Merger Without Assumption - ISDA Provision
ISDA Anatomy™
view template
view template
|
When a firm merges into, or is taken over by, another, some magical — or unexpected — things can happen. Not for nothing does the ISDA Master Agreement labour over the very description: that this might be a “consolidation, amalgamation, merger, transfer, reorganisation, reincorporation or reconstitution” — prolix even by ISDA’s lofty standards — should tell you something. Generations of corporate lawyers have forged whole careers — some never leaving the confines of their law practices for forty or more years — out of the manifold ways one can put companies together and take them apart again.
Your correspondent is not one of these people, and has little more to say about mergers, except that what happens to live contracts at the time of such chicanery will depend a lot on just how the companies and their assets are being joined or torn assunder.
If the ISDA Master Agreement and its extant Transactions carry across — which in a plain merger, they ought to — all well and good.[1]
But in some cases the Transactions might not carry across. Perhaps the resulting entity has no power to transact swaps. Perhaps it is in a jurisdiction in which they — or ISDA’s sainted close-out netting provisions, about which so many tears and so much blood is annually spilled — cannot be enforced. Perhaps it just refuses to honour them: the ISDA’s Merger Without Assumption addresses all of those contingencies.
This is the clause that would have been covered by Section 5(a)(ii)(2) repudiation, had the resulting entity accepted the contract at all in the first place. It can be triggered if the resulting party repudiates any outstanding Transactions under the ISDA Master Agreement (or otherwise they are not binding on it); or any Credit Support Document stops working as a result of the merger.
And “all or substantially all” means?
There’s not a lot of case law on it.
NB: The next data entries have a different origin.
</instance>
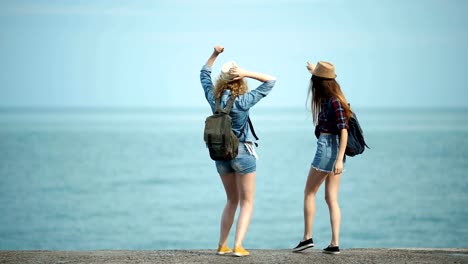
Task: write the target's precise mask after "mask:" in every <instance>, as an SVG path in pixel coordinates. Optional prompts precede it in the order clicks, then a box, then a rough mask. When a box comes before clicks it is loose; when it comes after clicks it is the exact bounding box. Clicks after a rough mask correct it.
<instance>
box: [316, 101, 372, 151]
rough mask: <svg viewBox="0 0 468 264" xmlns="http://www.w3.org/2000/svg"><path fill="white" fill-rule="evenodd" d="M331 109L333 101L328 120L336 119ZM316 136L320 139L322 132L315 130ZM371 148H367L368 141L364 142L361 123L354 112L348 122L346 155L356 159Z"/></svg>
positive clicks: (363, 136)
mask: <svg viewBox="0 0 468 264" xmlns="http://www.w3.org/2000/svg"><path fill="white" fill-rule="evenodd" d="M330 109H331V100H330V101H329V102H328V117H327V118H335V117H334V116H335V115H334V114H333V111H330ZM315 134H316V136H317V137H318V134H320V132H318V131H317V129H316V130H315ZM366 147H367V148H369V146H367V144H366V141H365V140H364V134H363V132H362V129H361V126H360V125H359V121H358V119H357V116H356V114H355V113H354V112H353V116H351V117H350V118H349V120H348V143H347V144H346V150H345V155H346V156H350V157H354V156H356V155H359V154H362V153H363V152H364V150H365V148H366Z"/></svg>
Some say 90%. Some say 75%. Some people — your correspondent included — say “shoot me”. but interestingly the Section doesn’t seem to bite where one entity transferred all of its assets, half-half, into two distinct entities. I dunno — could it happen? Search me. You’ll have to go and find one of those corporate lawyers I was talking about before to find that out. They love that kind of stuff.
See also
References
- ↑ Though watch out for traps: what if both merging companies have ISDAs with the same counterparty, but on markedly different terms? Which prevails? Do they both? Which one do you use for new Transactions? This you will have to hammer out across the negotiating table.